A jurisprudência também vem consolidando essa tendência. O Superior Tribunal de Justiça tem reconhecido a responsabilidade civil preventiva em diversos contextos, especialmente em matérias que envolvem danos ambientais, direitos dos consumidores e, agora, na proteção de dados pessoais, conforme o acórdão trazido na introdução deste artigo.

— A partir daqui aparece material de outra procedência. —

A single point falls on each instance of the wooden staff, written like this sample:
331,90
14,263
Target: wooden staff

Dessa forma, a responsabilidade civil proativa materializa-se como um instrumento essencial para a modernização do Direito, promovendo a antecipação de condutas potencialmente lesivas e assegurando uma atuação mais eficaz do ordenamento jurídico na tutela dos direitos fundamentais e da dignidade da pessoa humana, conforme previsto no artigo 1º, inciso III, da Constituição Federal. Trata-se, portanto, de um modelo que amplia o espectro de atuação da responsabilidade civil, harmonizando-se com as exigências da sociedade contemporânea e consolidando-se como um pilar fundamental para a construção de um sistema jurídico mais justo e equilibrado.